More poetically, the health secretary job has of late alternated strictly between the old sporting duality of ‘gentlemen and players’.
This is certainly the case since 1997. Frank Dobson – old Labour gentleman. Knew not-too-much about the NHS; good teller of dirty jokes and media performer; not seriously involved in policymaking (couldn’t be, really, since manifesto commitments stuck Labour to Tory spending plans for almost all his tenure). Alan Milburn – player par excellence (although often using Simon Stevens’ brain), wanted to be NHS chief executive himself, to Alan Langlands’ considerable irritation.
John Reid – gentleman. “Oh fuck, it’s health”: a subject in which he had not interest (wanted MoD). As he admitted to Tessa Jowell when leaving the job, warning her off DH, “Don’t touch health - I’ve spent all the money”. Good public speaker, avuncular with menace.
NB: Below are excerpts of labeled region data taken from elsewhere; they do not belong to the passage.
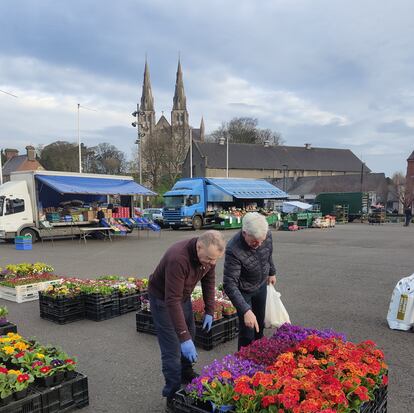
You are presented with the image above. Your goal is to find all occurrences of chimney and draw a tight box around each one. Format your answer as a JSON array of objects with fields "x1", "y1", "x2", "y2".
[
  {"x1": 4, "y1": 149, "x2": 19, "y2": 162},
  {"x1": 26, "y1": 145, "x2": 36, "y2": 161}
]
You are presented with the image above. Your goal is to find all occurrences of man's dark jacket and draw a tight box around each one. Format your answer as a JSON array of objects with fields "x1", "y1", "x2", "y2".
[{"x1": 223, "y1": 231, "x2": 276, "y2": 314}]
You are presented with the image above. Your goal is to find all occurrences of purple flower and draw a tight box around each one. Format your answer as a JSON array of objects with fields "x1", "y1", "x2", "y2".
[
  {"x1": 272, "y1": 323, "x2": 345, "y2": 345},
  {"x1": 186, "y1": 354, "x2": 264, "y2": 397}
]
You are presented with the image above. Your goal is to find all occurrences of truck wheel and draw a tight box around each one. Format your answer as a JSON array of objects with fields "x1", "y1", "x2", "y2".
[
  {"x1": 193, "y1": 215, "x2": 203, "y2": 230},
  {"x1": 20, "y1": 228, "x2": 37, "y2": 243}
]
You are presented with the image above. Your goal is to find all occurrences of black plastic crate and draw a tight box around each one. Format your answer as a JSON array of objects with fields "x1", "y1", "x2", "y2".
[
  {"x1": 195, "y1": 317, "x2": 237, "y2": 350},
  {"x1": 33, "y1": 373, "x2": 89, "y2": 413},
  {"x1": 174, "y1": 389, "x2": 213, "y2": 413},
  {"x1": 0, "y1": 323, "x2": 17, "y2": 336},
  {"x1": 136, "y1": 311, "x2": 157, "y2": 334},
  {"x1": 39, "y1": 292, "x2": 85, "y2": 324},
  {"x1": 225, "y1": 314, "x2": 239, "y2": 341},
  {"x1": 174, "y1": 387, "x2": 387, "y2": 413},
  {"x1": 0, "y1": 391, "x2": 42, "y2": 413},
  {"x1": 84, "y1": 293, "x2": 119, "y2": 321},
  {"x1": 119, "y1": 293, "x2": 141, "y2": 314},
  {"x1": 40, "y1": 311, "x2": 85, "y2": 324},
  {"x1": 360, "y1": 386, "x2": 388, "y2": 413},
  {"x1": 39, "y1": 292, "x2": 85, "y2": 316}
]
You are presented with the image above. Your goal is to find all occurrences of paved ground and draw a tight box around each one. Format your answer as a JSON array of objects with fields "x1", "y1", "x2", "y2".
[{"x1": 0, "y1": 224, "x2": 414, "y2": 413}]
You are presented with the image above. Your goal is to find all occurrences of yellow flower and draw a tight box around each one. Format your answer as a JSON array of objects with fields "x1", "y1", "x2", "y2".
[
  {"x1": 2, "y1": 346, "x2": 14, "y2": 354},
  {"x1": 9, "y1": 370, "x2": 22, "y2": 376},
  {"x1": 7, "y1": 333, "x2": 22, "y2": 340},
  {"x1": 14, "y1": 341, "x2": 29, "y2": 350}
]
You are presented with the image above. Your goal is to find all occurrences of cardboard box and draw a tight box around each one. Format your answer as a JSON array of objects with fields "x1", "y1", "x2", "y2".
[{"x1": 83, "y1": 211, "x2": 96, "y2": 221}]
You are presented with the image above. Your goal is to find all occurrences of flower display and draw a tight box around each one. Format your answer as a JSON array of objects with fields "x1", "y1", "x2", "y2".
[{"x1": 186, "y1": 324, "x2": 388, "y2": 413}]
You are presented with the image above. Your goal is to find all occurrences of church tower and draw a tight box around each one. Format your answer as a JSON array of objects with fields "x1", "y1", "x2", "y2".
[
  {"x1": 171, "y1": 60, "x2": 188, "y2": 130},
  {"x1": 139, "y1": 59, "x2": 155, "y2": 136}
]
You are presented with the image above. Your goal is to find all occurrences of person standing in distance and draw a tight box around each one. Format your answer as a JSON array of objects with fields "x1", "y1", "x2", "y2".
[
  {"x1": 148, "y1": 230, "x2": 225, "y2": 412},
  {"x1": 223, "y1": 212, "x2": 276, "y2": 350}
]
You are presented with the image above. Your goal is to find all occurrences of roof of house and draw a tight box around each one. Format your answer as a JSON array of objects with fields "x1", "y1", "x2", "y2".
[
  {"x1": 195, "y1": 142, "x2": 370, "y2": 172},
  {"x1": 3, "y1": 155, "x2": 27, "y2": 175},
  {"x1": 272, "y1": 173, "x2": 388, "y2": 195},
  {"x1": 3, "y1": 155, "x2": 44, "y2": 176}
]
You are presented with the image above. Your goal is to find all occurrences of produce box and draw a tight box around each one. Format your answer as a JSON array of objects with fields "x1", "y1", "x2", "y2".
[
  {"x1": 39, "y1": 291, "x2": 85, "y2": 324},
  {"x1": 83, "y1": 292, "x2": 119, "y2": 321},
  {"x1": 82, "y1": 211, "x2": 96, "y2": 221},
  {"x1": 32, "y1": 373, "x2": 89, "y2": 413},
  {"x1": 0, "y1": 322, "x2": 17, "y2": 336},
  {"x1": 0, "y1": 391, "x2": 43, "y2": 413},
  {"x1": 0, "y1": 279, "x2": 61, "y2": 303},
  {"x1": 174, "y1": 386, "x2": 387, "y2": 413},
  {"x1": 136, "y1": 311, "x2": 239, "y2": 350},
  {"x1": 119, "y1": 293, "x2": 142, "y2": 314}
]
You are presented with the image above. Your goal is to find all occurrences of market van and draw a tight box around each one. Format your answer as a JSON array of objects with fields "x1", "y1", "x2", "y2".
[
  {"x1": 0, "y1": 171, "x2": 155, "y2": 241},
  {"x1": 163, "y1": 178, "x2": 287, "y2": 229}
]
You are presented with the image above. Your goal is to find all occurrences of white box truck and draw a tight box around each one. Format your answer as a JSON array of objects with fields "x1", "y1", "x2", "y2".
[{"x1": 0, "y1": 171, "x2": 155, "y2": 242}]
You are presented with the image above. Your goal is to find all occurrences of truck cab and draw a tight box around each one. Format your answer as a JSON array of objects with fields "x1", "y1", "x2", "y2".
[
  {"x1": 0, "y1": 181, "x2": 34, "y2": 239},
  {"x1": 163, "y1": 178, "x2": 206, "y2": 229}
]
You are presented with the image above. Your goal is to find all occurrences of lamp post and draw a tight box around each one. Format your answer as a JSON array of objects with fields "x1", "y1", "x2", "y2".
[
  {"x1": 226, "y1": 132, "x2": 229, "y2": 178},
  {"x1": 78, "y1": 103, "x2": 97, "y2": 174},
  {"x1": 0, "y1": 89, "x2": 18, "y2": 185},
  {"x1": 282, "y1": 164, "x2": 288, "y2": 192},
  {"x1": 190, "y1": 127, "x2": 193, "y2": 178},
  {"x1": 131, "y1": 104, "x2": 145, "y2": 212}
]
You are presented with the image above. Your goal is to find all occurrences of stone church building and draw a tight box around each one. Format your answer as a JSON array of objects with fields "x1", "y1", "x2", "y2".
[{"x1": 138, "y1": 60, "x2": 204, "y2": 186}]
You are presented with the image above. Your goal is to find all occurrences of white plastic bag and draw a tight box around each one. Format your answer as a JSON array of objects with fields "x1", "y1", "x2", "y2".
[
  {"x1": 265, "y1": 285, "x2": 290, "y2": 328},
  {"x1": 387, "y1": 274, "x2": 414, "y2": 331}
]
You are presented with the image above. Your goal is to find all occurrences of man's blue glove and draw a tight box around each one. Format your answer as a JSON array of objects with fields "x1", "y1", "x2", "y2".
[
  {"x1": 181, "y1": 340, "x2": 198, "y2": 363},
  {"x1": 203, "y1": 314, "x2": 213, "y2": 333}
]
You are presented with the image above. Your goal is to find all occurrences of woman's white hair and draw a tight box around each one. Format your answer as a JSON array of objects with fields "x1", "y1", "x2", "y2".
[{"x1": 242, "y1": 212, "x2": 269, "y2": 239}]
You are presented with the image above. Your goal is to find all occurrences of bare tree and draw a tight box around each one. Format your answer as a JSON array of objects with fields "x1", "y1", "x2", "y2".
[
  {"x1": 208, "y1": 117, "x2": 283, "y2": 145},
  {"x1": 391, "y1": 172, "x2": 407, "y2": 213}
]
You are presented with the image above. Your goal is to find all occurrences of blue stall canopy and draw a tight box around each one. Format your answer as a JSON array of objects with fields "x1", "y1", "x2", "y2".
[
  {"x1": 35, "y1": 174, "x2": 156, "y2": 195},
  {"x1": 206, "y1": 178, "x2": 288, "y2": 199}
]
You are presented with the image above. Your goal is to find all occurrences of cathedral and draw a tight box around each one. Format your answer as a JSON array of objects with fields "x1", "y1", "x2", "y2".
[{"x1": 139, "y1": 61, "x2": 204, "y2": 162}]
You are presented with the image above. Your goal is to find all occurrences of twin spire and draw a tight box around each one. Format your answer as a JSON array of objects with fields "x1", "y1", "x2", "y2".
[{"x1": 140, "y1": 60, "x2": 187, "y2": 111}]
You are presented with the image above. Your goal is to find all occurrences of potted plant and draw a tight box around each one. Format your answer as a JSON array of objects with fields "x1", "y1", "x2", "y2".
[
  {"x1": 192, "y1": 298, "x2": 204, "y2": 323},
  {"x1": 222, "y1": 301, "x2": 237, "y2": 317},
  {"x1": 0, "y1": 305, "x2": 9, "y2": 327}
]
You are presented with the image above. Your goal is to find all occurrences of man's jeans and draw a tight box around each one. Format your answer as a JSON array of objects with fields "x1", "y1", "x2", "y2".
[
  {"x1": 237, "y1": 283, "x2": 267, "y2": 350},
  {"x1": 149, "y1": 294, "x2": 195, "y2": 397}
]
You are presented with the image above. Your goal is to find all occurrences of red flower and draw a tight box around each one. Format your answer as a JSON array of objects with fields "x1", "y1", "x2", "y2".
[{"x1": 17, "y1": 374, "x2": 30, "y2": 383}]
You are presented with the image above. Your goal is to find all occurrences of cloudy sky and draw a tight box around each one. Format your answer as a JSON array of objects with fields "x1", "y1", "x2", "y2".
[{"x1": 0, "y1": 0, "x2": 414, "y2": 176}]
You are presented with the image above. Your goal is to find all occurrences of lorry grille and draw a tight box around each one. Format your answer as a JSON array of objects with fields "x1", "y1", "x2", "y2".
[{"x1": 163, "y1": 209, "x2": 181, "y2": 222}]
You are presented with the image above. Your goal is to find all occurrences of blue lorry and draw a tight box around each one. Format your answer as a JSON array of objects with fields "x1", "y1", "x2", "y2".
[{"x1": 163, "y1": 178, "x2": 287, "y2": 229}]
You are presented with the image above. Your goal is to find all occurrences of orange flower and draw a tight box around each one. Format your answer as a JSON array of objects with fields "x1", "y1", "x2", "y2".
[{"x1": 220, "y1": 370, "x2": 231, "y2": 379}]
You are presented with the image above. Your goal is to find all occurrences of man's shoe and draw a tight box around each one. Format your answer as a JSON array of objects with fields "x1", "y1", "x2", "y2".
[
  {"x1": 165, "y1": 397, "x2": 175, "y2": 413},
  {"x1": 181, "y1": 369, "x2": 199, "y2": 384}
]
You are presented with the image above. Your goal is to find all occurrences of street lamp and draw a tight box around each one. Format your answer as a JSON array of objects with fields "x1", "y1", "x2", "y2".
[
  {"x1": 0, "y1": 89, "x2": 18, "y2": 185},
  {"x1": 131, "y1": 108, "x2": 145, "y2": 212},
  {"x1": 78, "y1": 103, "x2": 97, "y2": 173},
  {"x1": 282, "y1": 164, "x2": 288, "y2": 192}
]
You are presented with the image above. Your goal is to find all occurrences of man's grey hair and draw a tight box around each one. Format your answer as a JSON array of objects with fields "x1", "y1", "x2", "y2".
[
  {"x1": 198, "y1": 229, "x2": 226, "y2": 252},
  {"x1": 242, "y1": 212, "x2": 269, "y2": 239}
]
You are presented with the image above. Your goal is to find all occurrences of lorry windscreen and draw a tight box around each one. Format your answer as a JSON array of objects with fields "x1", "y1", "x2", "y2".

Former Accenture management consultant Patricia Hewitt? Well what do you think? Yes, player: had to be to survive the shitstorm of Reid’s spending and the emerging Crisp deficits. Hard-line meant she had to be followed by an oil-on-troubled-waters gentleman, in the person of Alan Johnson. Gentleman – did very little seriously wrong, mollified the unions et al (leaving Ben Bradshaw to rile the BMA).
Now it is Andy Burnham: former health minister under Hewittt, former NHS Confederation parliamentary officer. Has to be deemed a player. Unlikely to be moved before the general election.
In the logic of this sequence, the next health secretary is therefore due to be a gentleman.
And Lansley is in the precise mould of a player.
Bob Sang obituary
The Guardian, by the way, runs a nice obituary of Bob Sang today.